Another method for creating prepatterned microfabricated vessels is to create a hydrogel-embedded lumen structure that is housed within a PDMS microchannel (139). This approach produces a more physiological circular lumen compared with the rectangular lumen of the PDMS-hydrogel hybrid design described above. The most commonly used method for creating hydrogel-embedded lumen structures is to cast around a stainless steel cylindrical needle (140). This method has been used to create vessels ranging in diameter from 150 to 300 µm (139). However, since the needle must be removed after scaffold polymerization, this method can only make a straight vessel geometry. Two techniques developed by Beebe’s group have demonstrated branched hydrogel-embedded lumen. One technique is viscous finger patterning inside branched PDMS microchannels (141). The second technique is casting hydrogel around a removable branched PDMS mandrel or rod (142). In addition, more complex vessel patterns can be fabricated in hydrogels with micropatterned PDMS stencils (119, 143) or a silicon master mold (144).

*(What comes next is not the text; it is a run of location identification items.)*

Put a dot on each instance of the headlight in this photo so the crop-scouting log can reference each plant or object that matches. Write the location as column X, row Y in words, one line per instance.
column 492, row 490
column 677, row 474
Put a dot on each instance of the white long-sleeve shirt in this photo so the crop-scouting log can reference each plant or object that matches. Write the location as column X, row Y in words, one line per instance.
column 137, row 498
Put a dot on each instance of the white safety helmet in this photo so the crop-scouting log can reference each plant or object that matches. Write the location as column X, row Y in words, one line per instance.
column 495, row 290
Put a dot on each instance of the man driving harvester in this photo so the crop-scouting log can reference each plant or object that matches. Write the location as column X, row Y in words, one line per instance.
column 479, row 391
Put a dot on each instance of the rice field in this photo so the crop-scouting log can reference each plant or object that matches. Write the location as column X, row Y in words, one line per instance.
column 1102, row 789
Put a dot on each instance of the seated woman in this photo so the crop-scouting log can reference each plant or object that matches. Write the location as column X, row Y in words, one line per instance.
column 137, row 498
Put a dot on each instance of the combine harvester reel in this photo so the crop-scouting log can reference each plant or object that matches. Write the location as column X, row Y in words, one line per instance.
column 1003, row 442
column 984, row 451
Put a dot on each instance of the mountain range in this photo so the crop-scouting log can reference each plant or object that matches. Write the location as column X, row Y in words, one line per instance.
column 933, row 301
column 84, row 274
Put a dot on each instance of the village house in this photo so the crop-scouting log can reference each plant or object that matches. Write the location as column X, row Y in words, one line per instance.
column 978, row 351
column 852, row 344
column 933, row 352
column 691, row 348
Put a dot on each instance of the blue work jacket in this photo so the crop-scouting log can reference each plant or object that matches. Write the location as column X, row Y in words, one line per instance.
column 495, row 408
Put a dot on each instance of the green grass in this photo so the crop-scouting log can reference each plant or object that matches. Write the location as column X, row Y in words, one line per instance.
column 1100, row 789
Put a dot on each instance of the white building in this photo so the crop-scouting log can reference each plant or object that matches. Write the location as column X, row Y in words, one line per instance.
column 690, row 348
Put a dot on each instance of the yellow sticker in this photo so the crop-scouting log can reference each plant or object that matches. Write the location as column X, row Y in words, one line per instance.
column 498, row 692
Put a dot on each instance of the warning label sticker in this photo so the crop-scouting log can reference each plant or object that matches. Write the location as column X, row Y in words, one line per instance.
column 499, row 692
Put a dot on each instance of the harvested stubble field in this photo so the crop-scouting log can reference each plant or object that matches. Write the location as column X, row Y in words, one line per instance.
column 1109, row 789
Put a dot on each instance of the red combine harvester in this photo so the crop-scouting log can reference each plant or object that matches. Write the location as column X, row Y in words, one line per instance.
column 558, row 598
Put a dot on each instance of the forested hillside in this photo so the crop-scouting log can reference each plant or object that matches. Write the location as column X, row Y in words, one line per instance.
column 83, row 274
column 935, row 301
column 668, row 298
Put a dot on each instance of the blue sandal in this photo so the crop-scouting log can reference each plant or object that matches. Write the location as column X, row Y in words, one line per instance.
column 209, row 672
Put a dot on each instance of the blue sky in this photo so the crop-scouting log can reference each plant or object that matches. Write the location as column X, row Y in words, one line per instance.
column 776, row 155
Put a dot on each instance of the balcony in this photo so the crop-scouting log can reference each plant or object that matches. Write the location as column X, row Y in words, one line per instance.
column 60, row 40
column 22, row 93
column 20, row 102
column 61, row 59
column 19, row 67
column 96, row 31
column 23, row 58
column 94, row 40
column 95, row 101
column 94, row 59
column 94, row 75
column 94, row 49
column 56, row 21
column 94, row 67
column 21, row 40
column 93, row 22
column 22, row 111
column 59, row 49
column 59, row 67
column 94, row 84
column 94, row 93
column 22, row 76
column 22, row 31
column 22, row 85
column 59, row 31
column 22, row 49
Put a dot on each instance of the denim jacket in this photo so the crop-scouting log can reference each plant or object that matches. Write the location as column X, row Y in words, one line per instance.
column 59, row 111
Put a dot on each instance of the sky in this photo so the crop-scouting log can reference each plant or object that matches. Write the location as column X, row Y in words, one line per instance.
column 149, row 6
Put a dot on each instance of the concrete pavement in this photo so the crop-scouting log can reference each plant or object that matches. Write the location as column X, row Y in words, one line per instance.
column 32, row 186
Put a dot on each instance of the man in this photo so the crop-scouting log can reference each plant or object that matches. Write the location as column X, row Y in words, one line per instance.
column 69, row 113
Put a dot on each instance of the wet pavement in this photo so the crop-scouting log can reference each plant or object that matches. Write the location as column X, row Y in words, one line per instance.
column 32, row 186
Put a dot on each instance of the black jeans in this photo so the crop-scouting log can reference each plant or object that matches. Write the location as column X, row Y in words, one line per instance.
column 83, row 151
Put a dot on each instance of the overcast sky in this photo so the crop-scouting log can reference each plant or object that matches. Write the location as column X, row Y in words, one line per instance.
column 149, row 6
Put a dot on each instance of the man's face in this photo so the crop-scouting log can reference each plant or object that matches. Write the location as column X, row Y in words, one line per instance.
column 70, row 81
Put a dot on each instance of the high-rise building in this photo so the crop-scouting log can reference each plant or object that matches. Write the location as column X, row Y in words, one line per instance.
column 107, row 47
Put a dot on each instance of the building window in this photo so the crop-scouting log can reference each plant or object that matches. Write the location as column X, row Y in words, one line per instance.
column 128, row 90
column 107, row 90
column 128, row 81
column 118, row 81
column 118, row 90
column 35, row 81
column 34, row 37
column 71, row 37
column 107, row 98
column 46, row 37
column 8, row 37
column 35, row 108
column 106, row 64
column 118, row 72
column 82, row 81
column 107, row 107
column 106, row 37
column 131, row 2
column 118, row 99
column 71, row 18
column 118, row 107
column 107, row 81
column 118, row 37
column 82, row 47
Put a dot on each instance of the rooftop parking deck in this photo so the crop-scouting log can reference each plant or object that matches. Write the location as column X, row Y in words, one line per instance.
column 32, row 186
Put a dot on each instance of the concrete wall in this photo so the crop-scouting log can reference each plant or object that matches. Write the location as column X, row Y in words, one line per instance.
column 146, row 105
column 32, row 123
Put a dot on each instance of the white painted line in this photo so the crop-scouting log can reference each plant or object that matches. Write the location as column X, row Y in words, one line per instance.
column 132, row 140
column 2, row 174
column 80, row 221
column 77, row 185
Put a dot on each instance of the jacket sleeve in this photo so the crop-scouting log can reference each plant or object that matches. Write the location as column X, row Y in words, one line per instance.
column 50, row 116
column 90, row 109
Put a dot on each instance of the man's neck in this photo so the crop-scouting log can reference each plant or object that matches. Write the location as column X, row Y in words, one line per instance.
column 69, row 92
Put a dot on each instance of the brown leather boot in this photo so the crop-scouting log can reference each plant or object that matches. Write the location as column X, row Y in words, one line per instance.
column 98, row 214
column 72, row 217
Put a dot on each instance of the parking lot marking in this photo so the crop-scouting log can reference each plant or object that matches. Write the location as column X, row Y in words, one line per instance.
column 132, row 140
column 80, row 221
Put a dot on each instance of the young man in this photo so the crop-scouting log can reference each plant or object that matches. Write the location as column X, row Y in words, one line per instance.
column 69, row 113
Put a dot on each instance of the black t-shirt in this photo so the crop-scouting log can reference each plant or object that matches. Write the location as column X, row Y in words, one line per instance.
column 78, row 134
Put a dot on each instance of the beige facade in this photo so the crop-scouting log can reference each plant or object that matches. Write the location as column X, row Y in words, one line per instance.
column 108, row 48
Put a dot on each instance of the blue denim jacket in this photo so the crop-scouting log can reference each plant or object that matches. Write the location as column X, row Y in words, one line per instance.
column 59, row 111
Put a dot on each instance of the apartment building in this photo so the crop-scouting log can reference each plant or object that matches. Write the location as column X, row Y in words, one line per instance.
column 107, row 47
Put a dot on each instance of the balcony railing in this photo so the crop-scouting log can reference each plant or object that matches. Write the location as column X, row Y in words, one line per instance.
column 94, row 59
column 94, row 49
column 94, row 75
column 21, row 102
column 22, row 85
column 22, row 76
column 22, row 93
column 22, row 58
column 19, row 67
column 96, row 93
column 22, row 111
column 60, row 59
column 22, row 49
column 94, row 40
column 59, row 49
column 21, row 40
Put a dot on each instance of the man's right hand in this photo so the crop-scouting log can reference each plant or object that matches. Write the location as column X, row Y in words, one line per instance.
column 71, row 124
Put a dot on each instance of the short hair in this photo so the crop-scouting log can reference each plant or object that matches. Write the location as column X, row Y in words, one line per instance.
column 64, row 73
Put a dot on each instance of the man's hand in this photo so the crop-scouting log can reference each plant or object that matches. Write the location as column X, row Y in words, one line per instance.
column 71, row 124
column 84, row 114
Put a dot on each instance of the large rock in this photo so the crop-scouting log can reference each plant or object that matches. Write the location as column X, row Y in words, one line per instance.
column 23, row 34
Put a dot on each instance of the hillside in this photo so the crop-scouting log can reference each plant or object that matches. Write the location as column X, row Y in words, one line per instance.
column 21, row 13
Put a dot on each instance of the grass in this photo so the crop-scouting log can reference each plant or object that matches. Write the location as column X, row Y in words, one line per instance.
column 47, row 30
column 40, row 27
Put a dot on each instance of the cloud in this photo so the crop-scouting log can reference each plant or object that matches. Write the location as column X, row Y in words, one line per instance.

A recent study by Mandrycky et al. (145) developed a spiral microvessel model that evaluated the role of curvature and torsion in EC response to flow . This model was fabricated by casting either PDMS or collagen around a stainless steel spring (diameter of wire = 400 µm; diameter of spring = 3 mm), which was retracted with a custom two-axis microcontroller to yield a continuous and spiral microvessel. Although comparisons of EC responses to laminar versus disturbed flow have been widely reported (22), the effects of complex nondisturbed flows in curved vessels has not been well studied. Here it was shown convincingly that the secondary flows or Dean vortices that were introduced because of the curvature of the spiral microvessels (83, 84) altered EC phenotype and transcriptional profiles compared with ECs in straight microvessels of the same diameter. By employing advanced and creative microfabrication techniques, this study provided a previously unavailable tool for in vitro studies that identified unique changes in ECs due to complex and heterogeneous vascular structures found in vivo (72).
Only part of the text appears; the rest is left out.